B.   DOCUMENTS EXAMINED
In acting as such counsel, we have examined:
(a)   the Registration Statement (including the form of base prospectus which forms a part of the Registration Statement);
(b)   the Indenture;
(c)   the form of Guarantees;
(d)   the forms of Debt Securities;
(e)   a copy of the current versions articles of association and organizational regulations of the Company (collectively, the “Company Documents”);

 


 

(f)   a copy of the resolutions adopted by the Board of Directors of the Company as of September 14, 2010; and
(g)   a certificate dated as of September 16, 2010 and signed by an officer of the Company.
Except as stated above, we have not, for the purposes of this opinion, examined any other contract, instrument or other document affecting or relating to the above mentioned documents.
C.   SEARCHES
For the purpose of giving this opinion we have caused to be made in the Register of Commerce of Zug on September 13, 2010 a company search for any pending corporate actions with respect to the Company, to the exclusion of any other searches or inquiries.
D.   ASSUMPTIONS
In giving this opinion, we have assumed:
(a)   the genuineness of all signatures;
(b)   the authenticity and completeness of all documents submitted to us as originals;
(c)   the conformity to original documents and the completeness of all documents submitted to us by facsimile transmission or as certified copies or photocopies and the authenticity and completeness of the original documents where facsimile transmissions or certified copies or photocopies have been submitted;
(d)   the due authority of the parties authenticating such documents;
(e)   the legal capacity of all natural persons;
(f)   that all corporate actions required to be taken for the authorization and issue of the Offered Securities have been or will be validly and sufficiently taken by the board of directors of the Company and/or a duly appointed committee thereof in compliance with Swiss law, and that such corporate actions have not been and will not be amended, cancelled or revoked, and that the terms of the Offered Securities will be in compliance with Swiss law and the Company Documents;
(g)   that no laws other than those of Switzerland would affect any of the conclusions stated in this opinion;
(h)   that all certificates and other documents which we have examined or on which we have expressed reliance remain accurate, in force and unrevoked, and that no additional matters would have been disclosed by a company search at the Register of Commerce of the Canton of Zug if carried out since the carrying out of the searches referred to above; and
(i)   that at the time of issuance and sale of the Debt Securities and the execution and delivery of the Guarantees, (i) the Registration Statement will be effective and continue to be effective, (ii) the sale of and payment for the Debt Securities will be in accordance with the Registration Statement (including the prospectus set forth in the Registration Statement and any applicable supplements and amendments thereto), (iii) any supplemental indenture (“Supplemental Indenture”) under the

 


 

    Indenture relating to a series of Debt Securities to be issued under the Indenture will be duly authorized, executed and delivered by the parties thereto in substantially the form reviewed by us, (iv) if in an underwritten offering, a definitive purchase, underwriting or similar agreement with respect to any Offered Securities will be duly authorized and validly executed and delivered by the Company and the other parties thereto and (v) the issuance and sale of the Debt Securities will not violate the Company Documents, any applicable law or any requirement or restriction imposed by any court or governmental body having jurisdiction over the Company or result in a default under or breach of any agreement or instrument binding on the Company.
In rendering our opinion, we have relied, to the extent we deem necessary and proper, on warranties and representations as to certain factual matters contained in the above mentioned documents.

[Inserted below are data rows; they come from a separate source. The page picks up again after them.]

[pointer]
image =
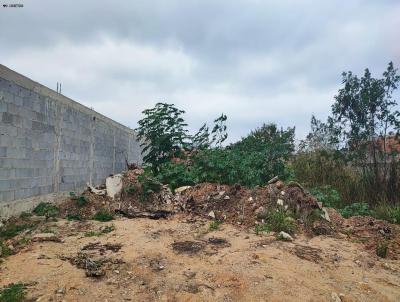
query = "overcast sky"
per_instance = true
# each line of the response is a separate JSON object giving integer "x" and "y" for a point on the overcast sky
{"x": 255, "y": 60}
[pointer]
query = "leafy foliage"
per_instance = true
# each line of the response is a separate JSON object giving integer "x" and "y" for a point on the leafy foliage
{"x": 163, "y": 132}
{"x": 356, "y": 209}
{"x": 46, "y": 209}
{"x": 250, "y": 162}
{"x": 214, "y": 225}
{"x": 329, "y": 196}
{"x": 13, "y": 293}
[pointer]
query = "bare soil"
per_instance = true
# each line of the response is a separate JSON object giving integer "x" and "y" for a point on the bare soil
{"x": 179, "y": 259}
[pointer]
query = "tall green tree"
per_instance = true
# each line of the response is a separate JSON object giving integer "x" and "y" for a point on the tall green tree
{"x": 163, "y": 133}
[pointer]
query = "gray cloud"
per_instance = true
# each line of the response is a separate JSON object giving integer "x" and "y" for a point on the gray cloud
{"x": 257, "y": 61}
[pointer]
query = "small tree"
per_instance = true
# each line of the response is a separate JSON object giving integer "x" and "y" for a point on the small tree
{"x": 219, "y": 131}
{"x": 163, "y": 132}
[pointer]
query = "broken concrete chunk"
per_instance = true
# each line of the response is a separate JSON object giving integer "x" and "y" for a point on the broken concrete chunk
{"x": 114, "y": 185}
{"x": 46, "y": 237}
{"x": 285, "y": 236}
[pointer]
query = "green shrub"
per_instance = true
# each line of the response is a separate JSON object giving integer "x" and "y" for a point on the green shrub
{"x": 149, "y": 184}
{"x": 329, "y": 196}
{"x": 261, "y": 228}
{"x": 131, "y": 190}
{"x": 4, "y": 250}
{"x": 280, "y": 220}
{"x": 214, "y": 225}
{"x": 46, "y": 209}
{"x": 77, "y": 217}
{"x": 356, "y": 209}
{"x": 13, "y": 293}
{"x": 388, "y": 212}
{"x": 103, "y": 216}
{"x": 382, "y": 249}
{"x": 80, "y": 200}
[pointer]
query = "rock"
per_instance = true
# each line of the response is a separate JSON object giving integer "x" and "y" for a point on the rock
{"x": 114, "y": 185}
{"x": 335, "y": 297}
{"x": 259, "y": 211}
{"x": 46, "y": 237}
{"x": 285, "y": 236}
{"x": 273, "y": 180}
{"x": 279, "y": 184}
{"x": 181, "y": 189}
{"x": 189, "y": 274}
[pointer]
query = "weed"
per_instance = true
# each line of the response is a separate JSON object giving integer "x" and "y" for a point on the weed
{"x": 46, "y": 209}
{"x": 214, "y": 225}
{"x": 81, "y": 200}
{"x": 131, "y": 190}
{"x": 261, "y": 228}
{"x": 382, "y": 249}
{"x": 25, "y": 215}
{"x": 4, "y": 250}
{"x": 103, "y": 216}
{"x": 13, "y": 293}
{"x": 103, "y": 230}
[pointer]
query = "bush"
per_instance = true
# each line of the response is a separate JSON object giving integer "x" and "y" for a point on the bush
{"x": 261, "y": 228}
{"x": 388, "y": 212}
{"x": 214, "y": 225}
{"x": 77, "y": 217}
{"x": 356, "y": 209}
{"x": 149, "y": 184}
{"x": 103, "y": 216}
{"x": 329, "y": 196}
{"x": 80, "y": 200}
{"x": 46, "y": 209}
{"x": 4, "y": 250}
{"x": 13, "y": 293}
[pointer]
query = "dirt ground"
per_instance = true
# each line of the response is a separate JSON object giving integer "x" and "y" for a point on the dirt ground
{"x": 180, "y": 259}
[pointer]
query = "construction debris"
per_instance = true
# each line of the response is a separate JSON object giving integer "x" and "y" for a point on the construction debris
{"x": 114, "y": 185}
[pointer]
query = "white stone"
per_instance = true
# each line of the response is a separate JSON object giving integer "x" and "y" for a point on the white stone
{"x": 285, "y": 236}
{"x": 114, "y": 185}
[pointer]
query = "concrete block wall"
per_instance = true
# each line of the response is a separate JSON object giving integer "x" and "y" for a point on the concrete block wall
{"x": 51, "y": 145}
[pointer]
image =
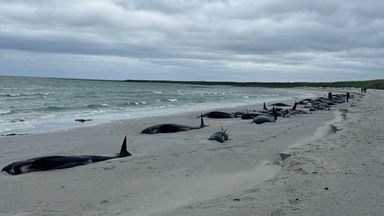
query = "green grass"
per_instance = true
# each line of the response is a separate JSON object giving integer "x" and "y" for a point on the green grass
{"x": 370, "y": 84}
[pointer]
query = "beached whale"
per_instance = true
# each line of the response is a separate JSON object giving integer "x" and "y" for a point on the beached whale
{"x": 251, "y": 115}
{"x": 218, "y": 114}
{"x": 266, "y": 118}
{"x": 219, "y": 136}
{"x": 279, "y": 104}
{"x": 171, "y": 128}
{"x": 59, "y": 162}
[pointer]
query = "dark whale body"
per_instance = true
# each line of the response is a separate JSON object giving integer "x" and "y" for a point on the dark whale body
{"x": 170, "y": 128}
{"x": 219, "y": 136}
{"x": 218, "y": 114}
{"x": 59, "y": 162}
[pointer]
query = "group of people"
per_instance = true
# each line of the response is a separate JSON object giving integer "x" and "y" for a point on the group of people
{"x": 347, "y": 95}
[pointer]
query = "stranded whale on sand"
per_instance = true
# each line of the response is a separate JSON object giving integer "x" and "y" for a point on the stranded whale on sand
{"x": 219, "y": 136}
{"x": 171, "y": 128}
{"x": 59, "y": 162}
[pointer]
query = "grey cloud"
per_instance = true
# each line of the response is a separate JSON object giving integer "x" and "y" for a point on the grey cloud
{"x": 199, "y": 38}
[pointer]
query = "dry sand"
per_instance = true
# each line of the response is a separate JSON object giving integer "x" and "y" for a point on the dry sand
{"x": 329, "y": 172}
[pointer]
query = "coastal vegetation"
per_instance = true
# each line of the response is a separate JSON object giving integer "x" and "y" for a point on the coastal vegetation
{"x": 370, "y": 84}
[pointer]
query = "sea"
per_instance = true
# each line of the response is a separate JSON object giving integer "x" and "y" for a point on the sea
{"x": 38, "y": 105}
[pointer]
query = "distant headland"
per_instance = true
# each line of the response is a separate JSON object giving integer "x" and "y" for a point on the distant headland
{"x": 371, "y": 84}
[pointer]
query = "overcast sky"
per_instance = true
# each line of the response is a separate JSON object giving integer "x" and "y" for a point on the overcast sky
{"x": 236, "y": 40}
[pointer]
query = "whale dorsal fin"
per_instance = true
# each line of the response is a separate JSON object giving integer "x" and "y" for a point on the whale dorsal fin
{"x": 264, "y": 107}
{"x": 274, "y": 113}
{"x": 294, "y": 106}
{"x": 202, "y": 121}
{"x": 123, "y": 151}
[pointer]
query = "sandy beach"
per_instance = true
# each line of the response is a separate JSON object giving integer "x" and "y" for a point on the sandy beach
{"x": 328, "y": 172}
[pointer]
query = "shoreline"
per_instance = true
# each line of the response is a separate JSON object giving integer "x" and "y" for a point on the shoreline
{"x": 164, "y": 167}
{"x": 316, "y": 92}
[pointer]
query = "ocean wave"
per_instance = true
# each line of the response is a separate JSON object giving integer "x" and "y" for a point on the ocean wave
{"x": 23, "y": 94}
{"x": 136, "y": 103}
{"x": 5, "y": 112}
{"x": 96, "y": 106}
{"x": 54, "y": 108}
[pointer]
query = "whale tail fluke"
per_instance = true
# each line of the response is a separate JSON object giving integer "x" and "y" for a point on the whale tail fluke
{"x": 123, "y": 151}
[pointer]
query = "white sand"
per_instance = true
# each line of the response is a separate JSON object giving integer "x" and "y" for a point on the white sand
{"x": 185, "y": 174}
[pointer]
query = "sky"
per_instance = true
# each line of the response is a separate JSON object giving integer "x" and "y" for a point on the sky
{"x": 210, "y": 40}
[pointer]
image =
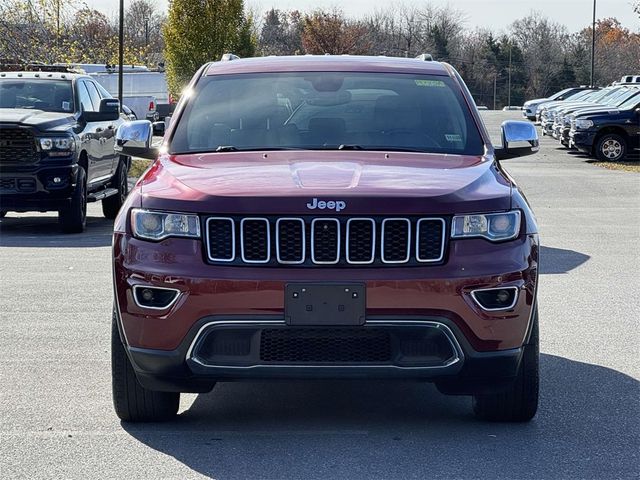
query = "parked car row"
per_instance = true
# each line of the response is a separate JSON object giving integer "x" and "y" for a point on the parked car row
{"x": 604, "y": 123}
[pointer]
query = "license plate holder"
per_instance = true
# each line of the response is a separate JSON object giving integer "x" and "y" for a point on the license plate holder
{"x": 323, "y": 304}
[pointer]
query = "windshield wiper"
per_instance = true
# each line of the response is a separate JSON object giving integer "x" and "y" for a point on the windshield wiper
{"x": 226, "y": 148}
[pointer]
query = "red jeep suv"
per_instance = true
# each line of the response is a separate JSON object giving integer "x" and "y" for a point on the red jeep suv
{"x": 325, "y": 217}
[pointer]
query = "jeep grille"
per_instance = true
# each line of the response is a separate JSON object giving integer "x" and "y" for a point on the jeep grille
{"x": 307, "y": 241}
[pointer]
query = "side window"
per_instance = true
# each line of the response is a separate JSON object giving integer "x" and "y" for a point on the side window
{"x": 93, "y": 93}
{"x": 103, "y": 93}
{"x": 83, "y": 97}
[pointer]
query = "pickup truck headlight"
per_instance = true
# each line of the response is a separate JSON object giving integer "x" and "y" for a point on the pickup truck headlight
{"x": 583, "y": 124}
{"x": 57, "y": 146}
{"x": 153, "y": 225}
{"x": 492, "y": 226}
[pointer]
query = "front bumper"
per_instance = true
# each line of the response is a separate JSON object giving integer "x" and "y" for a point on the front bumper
{"x": 582, "y": 140}
{"x": 36, "y": 188}
{"x": 161, "y": 343}
{"x": 468, "y": 372}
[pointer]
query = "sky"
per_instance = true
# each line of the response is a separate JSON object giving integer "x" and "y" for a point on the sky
{"x": 494, "y": 14}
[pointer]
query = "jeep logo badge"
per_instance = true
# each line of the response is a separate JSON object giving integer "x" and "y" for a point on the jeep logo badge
{"x": 331, "y": 205}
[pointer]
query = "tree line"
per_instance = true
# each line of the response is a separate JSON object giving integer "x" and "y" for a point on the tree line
{"x": 535, "y": 55}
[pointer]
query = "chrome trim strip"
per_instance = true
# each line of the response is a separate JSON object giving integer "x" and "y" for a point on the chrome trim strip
{"x": 313, "y": 259}
{"x": 444, "y": 227}
{"x": 459, "y": 354}
{"x": 304, "y": 243}
{"x": 261, "y": 219}
{"x": 233, "y": 240}
{"x": 513, "y": 304}
{"x": 166, "y": 307}
{"x": 408, "y": 240}
{"x": 373, "y": 242}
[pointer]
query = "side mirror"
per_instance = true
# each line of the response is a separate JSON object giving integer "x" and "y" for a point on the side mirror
{"x": 134, "y": 139}
{"x": 109, "y": 110}
{"x": 515, "y": 133}
{"x": 158, "y": 128}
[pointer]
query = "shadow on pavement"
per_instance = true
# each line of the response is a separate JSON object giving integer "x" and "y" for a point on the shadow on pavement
{"x": 559, "y": 260}
{"x": 43, "y": 231}
{"x": 587, "y": 427}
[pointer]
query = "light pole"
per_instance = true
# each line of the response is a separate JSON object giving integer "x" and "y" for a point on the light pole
{"x": 593, "y": 43}
{"x": 509, "y": 94}
{"x": 120, "y": 50}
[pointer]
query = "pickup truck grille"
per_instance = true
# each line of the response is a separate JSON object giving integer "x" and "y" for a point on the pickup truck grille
{"x": 319, "y": 241}
{"x": 17, "y": 146}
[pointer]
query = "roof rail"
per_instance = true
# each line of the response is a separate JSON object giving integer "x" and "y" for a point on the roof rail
{"x": 227, "y": 57}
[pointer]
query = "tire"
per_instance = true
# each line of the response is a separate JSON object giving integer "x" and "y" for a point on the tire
{"x": 111, "y": 205}
{"x": 133, "y": 402}
{"x": 611, "y": 147}
{"x": 519, "y": 403}
{"x": 73, "y": 218}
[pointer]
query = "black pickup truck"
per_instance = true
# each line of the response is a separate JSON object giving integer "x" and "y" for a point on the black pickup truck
{"x": 57, "y": 135}
{"x": 609, "y": 134}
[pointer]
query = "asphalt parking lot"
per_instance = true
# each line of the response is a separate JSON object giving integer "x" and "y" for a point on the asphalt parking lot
{"x": 57, "y": 420}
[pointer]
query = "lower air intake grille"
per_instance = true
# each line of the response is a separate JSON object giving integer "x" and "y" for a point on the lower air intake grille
{"x": 294, "y": 345}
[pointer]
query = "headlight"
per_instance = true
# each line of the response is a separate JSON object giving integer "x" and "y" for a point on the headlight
{"x": 57, "y": 146}
{"x": 583, "y": 124}
{"x": 492, "y": 226}
{"x": 152, "y": 225}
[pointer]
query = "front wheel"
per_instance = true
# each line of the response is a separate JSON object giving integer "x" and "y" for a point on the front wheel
{"x": 133, "y": 402}
{"x": 111, "y": 205}
{"x": 519, "y": 403}
{"x": 611, "y": 147}
{"x": 73, "y": 217}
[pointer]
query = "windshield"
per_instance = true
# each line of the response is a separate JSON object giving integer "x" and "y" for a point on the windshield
{"x": 47, "y": 95}
{"x": 631, "y": 102}
{"x": 318, "y": 110}
{"x": 560, "y": 93}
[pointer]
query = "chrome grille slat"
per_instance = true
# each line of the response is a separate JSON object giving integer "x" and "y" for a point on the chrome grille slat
{"x": 325, "y": 241}
{"x": 255, "y": 240}
{"x": 396, "y": 240}
{"x": 361, "y": 241}
{"x": 428, "y": 232}
{"x": 290, "y": 241}
{"x": 308, "y": 241}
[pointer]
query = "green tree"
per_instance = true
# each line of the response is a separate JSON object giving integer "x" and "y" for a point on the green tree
{"x": 199, "y": 31}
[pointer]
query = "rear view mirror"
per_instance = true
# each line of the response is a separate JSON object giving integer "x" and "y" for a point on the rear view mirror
{"x": 518, "y": 139}
{"x": 159, "y": 128}
{"x": 109, "y": 110}
{"x": 134, "y": 139}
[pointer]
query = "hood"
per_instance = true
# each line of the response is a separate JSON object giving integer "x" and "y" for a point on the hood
{"x": 606, "y": 109}
{"x": 286, "y": 181}
{"x": 535, "y": 101}
{"x": 36, "y": 118}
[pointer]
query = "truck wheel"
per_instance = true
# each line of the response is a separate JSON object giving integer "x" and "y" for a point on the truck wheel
{"x": 133, "y": 402}
{"x": 73, "y": 217}
{"x": 611, "y": 147}
{"x": 111, "y": 205}
{"x": 519, "y": 403}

We have no actual knowledge of any material inaccuracies in any of the facts stated in such documents.
E.   OPINION
Based on the foregoing, and subject to the limitations and qualifications made herein, we are of the following opinion:
1.   The Company is as a joint-stock corporation duly existing under the laws of Switzerland.
2.   Upon the execution, issuance and delivery of the Offered Securities as contemplated by the Registration Statement and pursuant to the Indenture and the Supplemental Indenture, and upon receipt of the full consideration for the Debt Securities, the Guarantees will, when issued by the Company, be duly authorized by the Company and constitute valid and binding obligations of the Company.
F.   QUALIFICATIONS
This opinion is subject to the following qualifications:
(a)   A company search is not capable of revealing whether a winding-up petition has been presented; a notice of a winding-up order or of the appointment of a receiver may not be filed immediately at the Register of Commerce; in addition, there may be administrative delays at the Register of Commerce after submission of notices for filing.
(b)   The opinions expressed in the present letter are only made at the date thereof and cannot be relied upon for events, changes in law or new enactments of law which occur subsequent to the issuance of this letter. We undertake no obligation to update such opinion in connection with events occurring or coming to our attention after the date hereof.
(c)   Except as explicitly stated herein, we express no opinion in relation to the factual nature of any undertaking, representation or warranty contained in any of the documents reviewed, nor upon the commercial terms of the transactions contemplated thereby.
(d)   In rendering the foregoing opinion we are opining on the matters hereinafter referred to only insofar as they are governed by the laws of Switzerland as currently in effect. We have made no investigation of and express no opinion in relation to the laws of any jurisdiction other than Switzerland.
In this opinion, Swiss legal concepts are expressed in English terms and not in their original French, German or Italian terms. The concepts concerned may not be identical to the concepts described by the same English terms as they exist under the laws of other jurisdictions. This opinion may, therefore, only

 


 

be relied upon under the express condition that any issues of interpretation or liability arising thereunder will be governed by Swiss law and be brought before a Swiss court.
We hereby consent to the filing of this opinion as an exhibit to the Registration Statement and to the reference to our firm under the caption “Legal Matters” in the Registration Statement and the prospectus that forms a part thereof. In giving this consent, we do not hereby admit that we come within the category of persons whose consent is required under Section 7 of the Securities Act or the rules and regulations of the Commission promulgated thereunder or Item 509 of Regulation S-K.
This opinion is issued solely for the purposes of the filing of the Registration Statement and the granting of the Guarantees by the Company as described in the Registration Statement and is not to be relied upon in respect of any other matter.
This opinion is given only on behalf of Baker & McKenzie Geneva and not on behalf of any other member firms of Baker & McKenzie International. In this opinion, the expression “we,” “us” and “our” and like expressions should be construed accordingly.